Entrei na sala de aula antes de todos, e sentei-me no fundo. Não que eu estivesse ligando para o que estavam falando sobre mim, depois que acertei a molenga da Ester na sexta-feira, mas não queria toda a sala me olhando quando entrasse. Nunca gostei que me olhassem, ou pelo menos do jeito que me olham, como se eu fosse uma aberração da natureza. O professor de história chegou com uma pilha de livros nas mãos, não sei pra que tantos livros, ninguém presta atenção em nada do que ele diz mesmo.

_ Olá senhorita Dulce! _ Contive o ímpeto de ir até a mesa dele e esmurrá-lo: Aroldo me irritava, aliás, tudo no colégio me irrita. Lembrei que mais uma suspensão e ia ser expulsa, tendo que me contentar em estudar no colégio militar a trinta quilômetros de casa. Eu até preferia isso, mas a ideia de deixar meu pai doente nas mãos de minha madrasta egocêntrica, era insuportável.

_ Olá Sr. Aroldo! – Respondi finalmente, demonstrando o mínimo possível de minha raiva.

Em cinco minutos a sala estava cheia, e o infeliz lá na frente tentando pôr em ordem algum questionário que queria aplicar.

_ Preciso de duplas, vocês tem dois minutos para escolher seu par.

Ele falava sério, em relação ao tempo o Sr. Aroldo era extremamente rigoroso. Analisei minhas opções, contando apenas com quem não tinha par fixo pra trabalhos. Sara parecia a melhor escolha, embora ela fosse uma beata irritante, era inteligente e não me olhava com desprezo.

_ Sara, você já tem dupla? 

Instintivamente, ela olhou pra sua quase-irmã que eu meio que tentei matar na sexta, e a viu com o nerd do Leonardo, então veio e sentou-se do meu lado, com um sorriso indicando que após fazermos o exercício ela ia me dar uma aula de religião. Eu já estava cansada de ouvir minha madrasta colocando em Deus a culpa por todas as desgraças que acontecia comigo. Nem sei mais se acho que Ele é bom mesmo.

Terminamos muito rápido o questionário e Sara começou a fazer seu papel de beata.

_ Como seu pai tem passado?

_ Bem.

_ E a Carolina?

_ Está melhor do que eu gostaria que estivesse. – Ela pareceu horrorizada.

_ Não fale assim; ela é sua madrasta.

_ Olha só, eu não quero falar sobre isso. – Comecei a desenhar em meu caderno.

_ Você desenha bem.

_ Obrigada! – Eu só queria que ela fosse sentar-se de volta em seu lugar agora.

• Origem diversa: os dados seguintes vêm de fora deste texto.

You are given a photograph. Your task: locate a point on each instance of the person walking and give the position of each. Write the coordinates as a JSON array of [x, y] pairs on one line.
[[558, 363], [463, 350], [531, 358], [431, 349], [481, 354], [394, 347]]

_ Quer ir a minha casa depois da aula? Vovó vai fazer torta de frango para o almoço. Você gosta de frango?

_ Tenho que cuidar do meu pai.

_ Então posso ir a sua casa levar um pedaço de torta pra ele? Seu pai gosta de frango?

Por essa eu não esperava: ninguém ia a minha casa, nunca. Meu pai tinha sido preso alguns anos atrás, acusado de tráfico e desde então ninguém mais nos tratou normalmente, mesmo depois que ele foi absolvido e teve câncer. Olhei incrédula para aquela garota minúscula do meu lado, e tive certeza de que os avós dela não a deixariam ir, mas para encerrar a conversa, fiz que sim com a cabeça. O sinal tocou e saí apressada para cobrar o "pedágio" dos outros alunos; ter um pai com fama de criminoso e ser assustadora, tinha muitas vantagens, eu "arrecadava" uma boa grana por mês.